Home > Archive > Cobol > March 2005 > Re: Passwords
You are viewing an archived Text-only version of the thread.
To view this thread in it's original format and/or if you want to reply to
this thread please [click here]
|
|
| Robert Wagner 2005-03-19, 3:55 am |
| On Fri, 18 Mar 2005 16:23:43 GMT, "Howard Brazee" <howard@brazee.net>
wrote:
>The problem with passwords is a serious problem. We can't use passwords that
>are easy to remember, and we can't write them down and post them next to our
>computer. What happens is often people go to a site that wants a password, and
>they try a dozen variations of their user-id until they get one that hasn't been
>used at that site before, log on, get a password, forget it, and repeat next
>time they need to go there. Or if they can, they use the same password
>everywhere. (I wonder how many sites have been created that are designed to
>harvest such passwords).
Software that's serious about security can't harvest your password
because it doesn't know your password. All it knows is a one-way
encrypted version. Unix is like that. Everyone can read the passwd
file but it's practically impossible to determine the cleartext
password. Java offers similar encryption using MD5 and SHA-x.
Homegrown security written by applications programmers is always a
joke. I wish I had a dollar for every time I've seen a User table or
VSAM file that had userids and passwords in the clear.
If a Web site can email your password when you click on Forgot
Password, it's not serious about security. Your cleartext password is
sitting in a database somewhere. A secure site will reset your
password to a random number, send that in a link and invalidate it
after the first use, which required you to choose a new one.

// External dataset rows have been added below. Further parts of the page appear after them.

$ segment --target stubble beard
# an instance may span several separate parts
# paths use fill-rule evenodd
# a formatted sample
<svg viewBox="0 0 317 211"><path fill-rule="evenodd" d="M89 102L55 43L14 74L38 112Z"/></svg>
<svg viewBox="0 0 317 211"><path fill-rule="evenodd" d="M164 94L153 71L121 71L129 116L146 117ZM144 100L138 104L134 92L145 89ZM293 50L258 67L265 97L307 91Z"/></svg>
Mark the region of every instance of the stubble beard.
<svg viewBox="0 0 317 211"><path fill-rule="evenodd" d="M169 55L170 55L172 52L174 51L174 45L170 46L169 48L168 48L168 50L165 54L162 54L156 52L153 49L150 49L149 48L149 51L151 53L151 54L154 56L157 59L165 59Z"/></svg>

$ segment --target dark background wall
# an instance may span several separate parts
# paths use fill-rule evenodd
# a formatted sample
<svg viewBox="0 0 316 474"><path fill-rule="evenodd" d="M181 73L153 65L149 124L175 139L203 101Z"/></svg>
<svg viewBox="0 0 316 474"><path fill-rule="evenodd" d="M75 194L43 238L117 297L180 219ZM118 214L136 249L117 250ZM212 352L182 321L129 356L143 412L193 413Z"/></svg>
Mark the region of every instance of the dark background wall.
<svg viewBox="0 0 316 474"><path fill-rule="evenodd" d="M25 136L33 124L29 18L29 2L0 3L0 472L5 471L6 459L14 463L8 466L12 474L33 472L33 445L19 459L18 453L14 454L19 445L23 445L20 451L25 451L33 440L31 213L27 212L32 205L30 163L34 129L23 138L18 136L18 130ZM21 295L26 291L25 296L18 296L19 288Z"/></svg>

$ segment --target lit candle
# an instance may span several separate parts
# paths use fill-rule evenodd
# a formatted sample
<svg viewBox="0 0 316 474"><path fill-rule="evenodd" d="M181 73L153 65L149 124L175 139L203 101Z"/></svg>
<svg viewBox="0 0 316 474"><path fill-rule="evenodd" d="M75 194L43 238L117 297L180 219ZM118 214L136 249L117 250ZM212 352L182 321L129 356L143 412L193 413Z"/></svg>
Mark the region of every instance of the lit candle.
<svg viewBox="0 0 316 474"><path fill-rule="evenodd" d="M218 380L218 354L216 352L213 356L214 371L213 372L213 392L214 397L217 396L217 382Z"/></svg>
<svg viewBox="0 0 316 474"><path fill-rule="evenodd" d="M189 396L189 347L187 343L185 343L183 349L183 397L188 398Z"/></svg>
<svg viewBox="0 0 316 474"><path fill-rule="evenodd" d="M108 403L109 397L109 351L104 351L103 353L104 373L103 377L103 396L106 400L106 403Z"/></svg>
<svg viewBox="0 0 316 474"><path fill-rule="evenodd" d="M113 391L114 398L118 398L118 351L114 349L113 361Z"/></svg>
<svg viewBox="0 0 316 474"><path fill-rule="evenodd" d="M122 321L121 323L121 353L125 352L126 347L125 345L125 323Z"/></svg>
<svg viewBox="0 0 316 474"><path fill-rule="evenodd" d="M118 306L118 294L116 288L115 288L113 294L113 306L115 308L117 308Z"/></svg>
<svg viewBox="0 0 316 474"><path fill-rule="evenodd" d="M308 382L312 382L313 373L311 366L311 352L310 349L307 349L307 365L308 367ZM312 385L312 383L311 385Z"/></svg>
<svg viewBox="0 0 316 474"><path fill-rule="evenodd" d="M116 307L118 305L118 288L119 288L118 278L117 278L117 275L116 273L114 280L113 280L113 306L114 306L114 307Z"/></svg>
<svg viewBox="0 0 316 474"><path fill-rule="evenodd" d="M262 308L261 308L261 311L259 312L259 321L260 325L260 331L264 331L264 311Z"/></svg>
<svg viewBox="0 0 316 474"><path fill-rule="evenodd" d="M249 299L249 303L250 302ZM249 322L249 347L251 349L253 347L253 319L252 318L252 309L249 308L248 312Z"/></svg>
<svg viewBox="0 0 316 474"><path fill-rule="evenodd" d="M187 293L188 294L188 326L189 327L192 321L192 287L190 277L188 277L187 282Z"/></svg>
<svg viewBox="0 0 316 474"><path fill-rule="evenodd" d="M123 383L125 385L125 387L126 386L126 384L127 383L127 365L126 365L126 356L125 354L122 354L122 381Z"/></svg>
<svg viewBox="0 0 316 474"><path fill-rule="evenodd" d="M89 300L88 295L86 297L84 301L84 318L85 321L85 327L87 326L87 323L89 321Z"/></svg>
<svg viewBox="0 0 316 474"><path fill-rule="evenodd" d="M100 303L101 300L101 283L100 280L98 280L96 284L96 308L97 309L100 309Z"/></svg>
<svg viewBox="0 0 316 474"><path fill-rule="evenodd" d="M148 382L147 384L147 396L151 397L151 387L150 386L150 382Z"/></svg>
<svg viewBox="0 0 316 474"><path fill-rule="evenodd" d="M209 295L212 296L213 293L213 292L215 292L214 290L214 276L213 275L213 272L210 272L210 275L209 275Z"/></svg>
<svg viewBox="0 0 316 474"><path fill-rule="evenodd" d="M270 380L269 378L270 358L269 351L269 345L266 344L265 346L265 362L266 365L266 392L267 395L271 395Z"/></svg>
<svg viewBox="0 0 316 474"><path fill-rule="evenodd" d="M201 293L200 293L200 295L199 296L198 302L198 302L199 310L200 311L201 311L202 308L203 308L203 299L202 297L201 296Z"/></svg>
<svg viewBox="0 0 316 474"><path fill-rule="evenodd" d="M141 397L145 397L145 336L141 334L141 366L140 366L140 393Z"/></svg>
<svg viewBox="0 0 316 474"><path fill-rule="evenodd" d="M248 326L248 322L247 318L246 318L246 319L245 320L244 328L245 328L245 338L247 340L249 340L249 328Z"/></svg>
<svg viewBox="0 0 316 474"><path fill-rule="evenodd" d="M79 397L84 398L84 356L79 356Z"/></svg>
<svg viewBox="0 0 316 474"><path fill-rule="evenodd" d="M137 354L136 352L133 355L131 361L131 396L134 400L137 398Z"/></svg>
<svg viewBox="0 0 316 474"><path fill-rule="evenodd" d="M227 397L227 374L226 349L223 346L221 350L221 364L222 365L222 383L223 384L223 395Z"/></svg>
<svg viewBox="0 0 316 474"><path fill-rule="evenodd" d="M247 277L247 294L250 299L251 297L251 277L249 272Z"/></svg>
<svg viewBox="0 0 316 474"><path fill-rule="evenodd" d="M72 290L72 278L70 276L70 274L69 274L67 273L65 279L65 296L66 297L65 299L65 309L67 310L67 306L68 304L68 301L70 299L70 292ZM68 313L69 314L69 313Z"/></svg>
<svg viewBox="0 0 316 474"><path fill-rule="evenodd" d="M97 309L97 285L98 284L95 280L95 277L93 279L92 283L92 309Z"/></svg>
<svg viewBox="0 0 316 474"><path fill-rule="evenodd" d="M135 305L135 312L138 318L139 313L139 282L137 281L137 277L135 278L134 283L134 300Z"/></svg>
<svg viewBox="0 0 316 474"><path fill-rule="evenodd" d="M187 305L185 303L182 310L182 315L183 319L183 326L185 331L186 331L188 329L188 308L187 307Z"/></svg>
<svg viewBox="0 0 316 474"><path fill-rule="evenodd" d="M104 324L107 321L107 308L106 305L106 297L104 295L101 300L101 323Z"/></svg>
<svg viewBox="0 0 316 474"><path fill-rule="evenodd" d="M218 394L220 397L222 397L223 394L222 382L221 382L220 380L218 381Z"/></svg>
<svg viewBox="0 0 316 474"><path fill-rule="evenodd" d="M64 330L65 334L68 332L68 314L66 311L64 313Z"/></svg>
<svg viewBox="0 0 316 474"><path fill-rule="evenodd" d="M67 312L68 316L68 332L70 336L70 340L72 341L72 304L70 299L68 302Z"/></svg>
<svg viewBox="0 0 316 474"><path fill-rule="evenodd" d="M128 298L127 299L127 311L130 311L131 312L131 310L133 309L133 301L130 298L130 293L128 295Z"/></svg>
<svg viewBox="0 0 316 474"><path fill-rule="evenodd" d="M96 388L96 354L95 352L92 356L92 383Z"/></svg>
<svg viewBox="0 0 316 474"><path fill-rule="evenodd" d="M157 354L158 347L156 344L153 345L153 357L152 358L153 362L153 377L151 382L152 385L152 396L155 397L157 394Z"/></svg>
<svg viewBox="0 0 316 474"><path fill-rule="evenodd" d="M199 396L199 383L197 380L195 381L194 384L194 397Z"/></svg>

Biometrics (DNA, retina, fingerprint) and implanted chips can be
forged easily if they're sent across an unencrypted network.
| |
| Howard Brazee 2005-03-22, 3:55 am |
|
On 21-Mar-2005, l.willms@jpberlin.de (Lueko Willms) wrote:
> I had written a database application (not in COBOL) for a site with
> 4 to five users, also installed the Windows network, and configured
> the passwords to be changed at least every 90 days.
>
> One of the people there used to toggle between 2 different
> passwords, and she kept them on a little index card in the top drawer
> of her desk ...
>
> What can you do ...
I don't know. But the industry needs to recognize that the system doesn't
work. MicroSoft has the power to do something about it, maybe by coming out
with a keyboard that has a thumb-print reader and including some standard ways
of producing verifications using this that can be easily incorporated by web
sites. The hard part would be allowing it to work from various computers, but
that isn't a necessary condition.
| |
| docdwarf@panix.com 2005-03-22, 3:55 am |
| In article <9TJmUmnPflB@jpberlin-l.willms.jpberlin.de>,
Lueko Willms <l.willms@jpberlin.de> wrote:
[snip]
> I had written a database application (not in COBOL) for a site with
>4 to five users, also installed the Windows network, and configured
>the passwords to be changed at least every 90 days.
>
> One of the people there used to toggle between 2 different
>passwords, and she kept them on a little index card in the top drawer
>of her desk ...
>
> What can you do ...
One of the sayings I was taught was 'You can make something foolproof...
but not damned-fool proof' and another was 'When you think you have made
it foolproof someone will build a better fool.'
DD
| |
| Howard Brazee 2005-03-22, 3:55 pm |
|
On 21-Mar-2005, docdwarf@panix.com wrote:
> One of the sayings I was taught was 'You can make something foolproof...
> but not damned-fool proof' and another was 'When you think you have made
> it foolproof someone will build a better fool.'
Unfortunately, damn-fools do exist and need to be accounted for when security is
an issue.
| |
| Michael Wojcik 2005-03-22, 3:55 pm |
|
In article <1111460663.843330.300120@z14g2000cwz.googlegroups.com>, "Richard" <riplin@Azonic.co.nz> writes:
>
> Microsoft is the _problem_ not the solution. Unix had expiring
> passwords and other mechanisms decades ago.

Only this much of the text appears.